O Mercosul é uma união aduaneira entre Brasil, Argentina, Uruguai e Paraguai, e tem como países associados o Chile e a Bolívia. Apesar de existir um projeto de integração comercial entre esses países, que inclui a abertura de fronteiras não só para mercadorias e serviços, mas também para os trabalhadores, o Mercosul é hoje um acordo comercial incompleto, que ainda depende da definição de uma Tarifa Externa Comum (TEC).

Na medida em que as negociações sobre a ALCA (Área de Livre Comércio das Américas) se intensificam, crescem as incertezas em relação ao Mercosul e a pressão dos Estados Unidos para esvaziar esse acordo. Incorporar o Mercosul à ALCA é um projeto estratégico para o governo norte-americano, pois seus países membros representam 42% da população latino-americana e mais da metade do PIB da América Latina.

Os Estados Unidos têm utilizado diversas táticas para garantir a implementação da ALCA o quanto antes. Primeiramente, através das pressões para antecipar o final das negociações da ALCA de 2005 para 2003. Essa proposta foi apresentada pelos Estados Unidos e pelo Chile na 6a. Reunião de Ministros de Comércio em Buenos Aires, nos dias 5 e 6 de abril. Caso os governos latino-americanos concordassem em antecipar as negociações, a administração de George W. Bush estaria em melhores condições de conseguir apoio do Congresso para aprovar o projeto de lei chamado Trade Promotion Authority (TPA), conhecido anteriormente como fast-track, ou "via rápida". Esse projeto determina que os acordos comerciais devem ser aprovados ou rejeitados como um todo, sem a possibilidade de apresentação de emendas pelos parlamentares.

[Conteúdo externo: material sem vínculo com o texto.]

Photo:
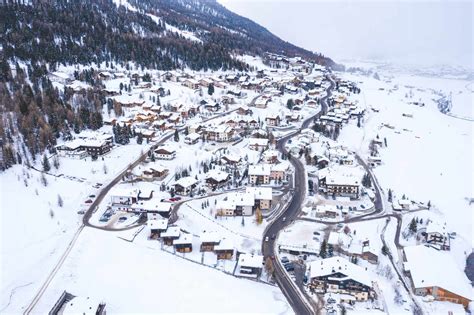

Apesar das pressões dos Estados Unidos, a proposta de antecipação das negociações da ALCA foi rejeitada na reunião ministerial em Buenos Aires. A data de conclusão das negociações foi marcada para janeiro de 2005 e a implementação da ALCA está prevista para dezembro de 2005.

Outra tática utilizada pelos Estados Unidos contra o Mercosul tem sido a busca de negociações bilaterais com a Argentina, Chile e Uruguai. O agravamento da crise econômica na Argentina contribuiu com esse cenário. Além de anunciar uma possível negociação bilateral da Argentina com os Estados Unidos, o Ministro da Economia Domingo Cavallo tem criticado a política monetária brasileira. Dia 6 de abril, durante um seminário no Banco Central, Cavallo acusou o Brasil de "especular contra modelo cambial argentino", que estabelece um sistema de conversibilidade entre o peso e o dólar.

No mesmo dia, o Ministro de Relações Exteriores do Brasil, Celso Lafer, declarou que a ALCA não é inevitável e que deve ser equilibrada para "atender aos interesses nacionais". Apesar de exercer um papel fundamental contra as pressões dos Estados Unidos em minar o Mercosul, o governo brasileiro chegou a negociar um acordo sigiloso com o governo norte-americano, que inclui a presidência conjunta dos dois países na Comissão de Negociações da ALCA em 2002. Esse tipo de atitude demonstra uma tendência histórica dos países latinoamericanos, que priorizam as relações com o colonizador, em detrimento das relações regionais.

As principais críticas à ALCA referem-se justamente ao poder de dominação dos Estados Unidos na América Latina, a começar por seu Produto Interno Bruto (PIB), que representa 71% de todo o continente. Além da dimensão econômica, as disparidades entre Estados Unidos e os países latinoamericanos englobam as escalas de produção, as diferenças tecnológicas, de infra-estrutura e o poder militar.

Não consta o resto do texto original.